How much climbing is in the Broken Arrow Skyrace?

Depends which one you sign up for. The 46K covers about 28.1 miles with roughly 9,000 feet of gain and the same amount of loss, and you run it as two loops of the 23K course. The 23K is about 14.25 miles with roughly 4,500 feet of gain and loss in one loop. The Ascent VK is a pure vertical kilometer, straight up. On every distance the climbing comes at you steep and all at once, not gradual, so your hands, your power-hiking, and your lungs do as much work as your running legs do. The high point on all of them is around 9,000 feet at the Stairway to Heaven ladder.

How should I fuel for the Broken Arrow Skyrace?

Fuel like it is a hard, short day up high, because that is what it is. Even the 46K gets finished by most people well inside a normal ultra timeframe, so you can push the calories. Most runners target 60 to 90 grams of carbohydrate per hour from gels and drink mix, and you can lean high on that if your gut is trained, because the effort is closer to racing than slogging. Sodium matters too. The Sierra sun and dry air pull a lot of sweat out of you, so aim for roughly 500 to 700 mg of sodium per liter of fluid. And carry enough between aid stations. The climbs are slow, and the gap that looks short on the map can eat way more time than the mileage says. Our free ultra fueling calculator builds you a personalized per-hour carb, sodium, and fluid plan for the time you expect to be out there and the heat.

What are the Broken Arrow Skyrace cutoffs?

Per the official course pages, the 46K has a 12 hour overall cutoff and the 23K a 7 hour cutoff, with intermediate cutoffs at aid stations along the way (the Village and Snow King checkpoints on the 46K, for example). On paper those numbers look generous. The terrain is not, and the cutoffs catch the people who do not realize how slow steep technical climbing and scrambling at altitude actually is. Always check the exact overall and intermediate cutoffs for your distance and your year on the official Broken Arrow Skyrace website, because the schedule and the course can move year to year.

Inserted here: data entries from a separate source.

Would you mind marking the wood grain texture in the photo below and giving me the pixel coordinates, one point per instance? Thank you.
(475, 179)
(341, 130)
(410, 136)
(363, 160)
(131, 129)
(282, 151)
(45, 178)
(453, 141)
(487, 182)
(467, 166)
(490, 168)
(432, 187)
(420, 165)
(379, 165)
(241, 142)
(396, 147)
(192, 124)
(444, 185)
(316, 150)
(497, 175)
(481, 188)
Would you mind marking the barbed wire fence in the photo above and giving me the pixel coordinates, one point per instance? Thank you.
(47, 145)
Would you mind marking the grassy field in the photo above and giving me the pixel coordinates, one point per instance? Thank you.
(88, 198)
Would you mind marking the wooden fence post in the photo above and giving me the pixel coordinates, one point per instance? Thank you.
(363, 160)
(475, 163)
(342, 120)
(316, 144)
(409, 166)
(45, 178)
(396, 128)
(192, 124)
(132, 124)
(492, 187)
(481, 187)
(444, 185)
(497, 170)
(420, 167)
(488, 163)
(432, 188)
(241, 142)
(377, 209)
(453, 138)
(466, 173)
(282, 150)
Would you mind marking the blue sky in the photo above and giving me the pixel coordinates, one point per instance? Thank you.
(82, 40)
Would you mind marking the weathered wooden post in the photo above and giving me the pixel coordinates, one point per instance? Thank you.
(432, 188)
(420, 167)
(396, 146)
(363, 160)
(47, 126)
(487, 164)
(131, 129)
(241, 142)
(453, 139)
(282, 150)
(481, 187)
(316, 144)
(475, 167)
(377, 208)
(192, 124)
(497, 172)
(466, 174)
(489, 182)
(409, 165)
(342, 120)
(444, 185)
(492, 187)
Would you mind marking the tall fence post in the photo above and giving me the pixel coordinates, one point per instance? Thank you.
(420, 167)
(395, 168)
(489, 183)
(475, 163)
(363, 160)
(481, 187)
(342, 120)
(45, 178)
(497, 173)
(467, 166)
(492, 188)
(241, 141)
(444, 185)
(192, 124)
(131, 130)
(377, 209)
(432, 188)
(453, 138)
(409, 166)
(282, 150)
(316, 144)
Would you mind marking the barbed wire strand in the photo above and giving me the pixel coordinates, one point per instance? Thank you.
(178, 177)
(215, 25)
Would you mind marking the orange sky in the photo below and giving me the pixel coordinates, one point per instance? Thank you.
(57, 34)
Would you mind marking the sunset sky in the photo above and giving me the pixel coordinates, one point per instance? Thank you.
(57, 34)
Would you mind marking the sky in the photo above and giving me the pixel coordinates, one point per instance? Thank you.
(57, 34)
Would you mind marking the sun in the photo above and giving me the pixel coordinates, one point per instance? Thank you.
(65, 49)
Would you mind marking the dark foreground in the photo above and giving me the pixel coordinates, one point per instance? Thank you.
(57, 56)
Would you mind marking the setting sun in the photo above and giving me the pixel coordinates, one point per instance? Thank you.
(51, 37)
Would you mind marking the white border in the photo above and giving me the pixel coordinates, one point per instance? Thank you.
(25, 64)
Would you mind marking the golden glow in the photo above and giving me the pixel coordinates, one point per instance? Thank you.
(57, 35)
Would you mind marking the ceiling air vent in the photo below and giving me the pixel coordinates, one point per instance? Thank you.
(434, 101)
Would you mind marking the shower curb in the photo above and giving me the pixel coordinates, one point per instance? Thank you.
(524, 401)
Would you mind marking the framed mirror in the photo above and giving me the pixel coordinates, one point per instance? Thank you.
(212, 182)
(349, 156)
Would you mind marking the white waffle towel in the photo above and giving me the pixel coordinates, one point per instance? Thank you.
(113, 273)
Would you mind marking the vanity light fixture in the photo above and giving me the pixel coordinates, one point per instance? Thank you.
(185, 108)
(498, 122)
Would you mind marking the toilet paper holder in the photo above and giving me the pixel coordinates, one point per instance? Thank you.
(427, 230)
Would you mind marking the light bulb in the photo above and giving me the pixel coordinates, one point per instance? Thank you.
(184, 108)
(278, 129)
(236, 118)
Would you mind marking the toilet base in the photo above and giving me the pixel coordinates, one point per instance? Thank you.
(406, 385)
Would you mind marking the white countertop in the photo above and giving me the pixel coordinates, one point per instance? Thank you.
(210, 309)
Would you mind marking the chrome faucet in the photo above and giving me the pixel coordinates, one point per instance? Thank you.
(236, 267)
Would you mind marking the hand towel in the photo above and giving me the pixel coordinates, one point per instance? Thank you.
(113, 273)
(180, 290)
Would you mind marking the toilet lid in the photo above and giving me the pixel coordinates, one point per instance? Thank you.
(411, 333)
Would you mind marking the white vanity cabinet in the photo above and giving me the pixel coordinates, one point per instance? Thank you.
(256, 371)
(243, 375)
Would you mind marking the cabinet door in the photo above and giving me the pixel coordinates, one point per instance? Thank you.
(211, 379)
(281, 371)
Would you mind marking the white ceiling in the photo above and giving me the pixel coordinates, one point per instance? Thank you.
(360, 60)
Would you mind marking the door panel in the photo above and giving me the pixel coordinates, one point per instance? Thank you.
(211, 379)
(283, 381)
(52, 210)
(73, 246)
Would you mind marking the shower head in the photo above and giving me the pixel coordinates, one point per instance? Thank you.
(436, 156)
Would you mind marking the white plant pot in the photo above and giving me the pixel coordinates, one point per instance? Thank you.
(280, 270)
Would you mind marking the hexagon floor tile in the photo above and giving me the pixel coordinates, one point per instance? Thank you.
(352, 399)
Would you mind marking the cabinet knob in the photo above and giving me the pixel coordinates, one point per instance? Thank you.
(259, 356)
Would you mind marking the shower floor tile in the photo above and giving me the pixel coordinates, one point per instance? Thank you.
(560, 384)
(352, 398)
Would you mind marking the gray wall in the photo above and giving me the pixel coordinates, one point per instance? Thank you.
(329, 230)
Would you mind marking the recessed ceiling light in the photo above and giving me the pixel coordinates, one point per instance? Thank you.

Is the Broken Arrow Skyrace at altitude, and does that matter?

Yes, and it matters a lot. The courses start from the Village at Palisades Tahoe around 6,200 feet and climb to roughly 9,000 feet, and you spend most of the day above treeline in thin Sierra Nevada air. If you are coming from sea level, every climb is going to feel harder and your fast pace is going to disappear, especially on the steep pitches you hit over and over. Show up a few days early so your body can start adjusting, or do some altitude or hard-climbing work ahead of time. It helps. On race day, pace the high stuff by your breathing and your effort, not by the numbers you see at home.

How technical is the Broken Arrow Skyrace course?

Very. This is real skyrunning terrain: high-alpine singletrack, exposed rocky ridges, loose scree, steep drop-offs, and hands-on scrambling, plus the via-ferrata-style Stairway to Heaven ladder bolted right to the rock near the high point. A lot of the route is above treeline with nothing to hide behind, and in a big snow year there can still be snow on the upper sections early in the day. If you are not used to moving over rock and being exposed, go practice technical descending and scrambling before race day. And be ready to slow way down and use your hands when the course makes you.

This guide is for planning and training purposes and reflects publicly available information about the Broken Arrow Skyrace. Race details, including the dates, distances, course, aid stations, and cutoffs, can change year to year. Always confirm the current specifics on the official Broken Arrow Skyrace website before you train or travel.